The Framework: Hypothesis Testing
This is the formal process for testing a claim.
1️⃣
State Hypotheses
State the null (H₀, no change) and alternative (Hₐ, a change) hypotheses.
2️⃣
Set the Standard
Choose a significance level (α), usually 5% (0.05).
3️⃣
Analyze Data
Calculate a test statistic from your sample data.
4️⃣
Make a Decision
Compare your result (p-value) to your standard (α).
The Verdict
The **p-value** quantifies the likelihood of observing your data, assuming the null hypothesis is correct. It's compared against alpha (α) for statistical conclusions.
IF p-value ≤ α
💥
Reject the Null Hypothesis
(The result is statistically significant)
IF p-value > α
🤷
Fail to Reject the Null
(The result is not statistically significant)
The Risks: Errors
Because of probability's nature, errors can occur in two ways.
| Actual Reality | ||
|---|---|---|
| H₀ is True | H₀ is False | |
| Our Decision | Type I Error False Positive | Correct!

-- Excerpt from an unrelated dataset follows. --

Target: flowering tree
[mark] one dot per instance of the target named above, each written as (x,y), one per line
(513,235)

True Positive |
| Reject H₀ | Correct! True Negative | Type II Error False Negative |
The Uncertainty
Here are a few options, all similar in length: * A **confidence interval** provides a plausible value range for a population parameter, measuring uncertainty around the sample estimate. * A **confidence interval** specifies a range of likely values for the population parameter, reflecting uncertainty in our sample estimate. * With a **confidence interval**, you get a range of potential values for the population parameter, showing the uncertainty around the sample result.
Sample Mean: 105
95% Confidence Interval: [99, 111]
Here are a few options, all similar in length and meaning: * We're 95% sure the population mean is between 99 and 111. * The true population mean is 99-111, with 95% confidence. * With 95% confidence, the population mean falls between 99 and 111. * We're 95% certain the mean is in the 99 to 111 range.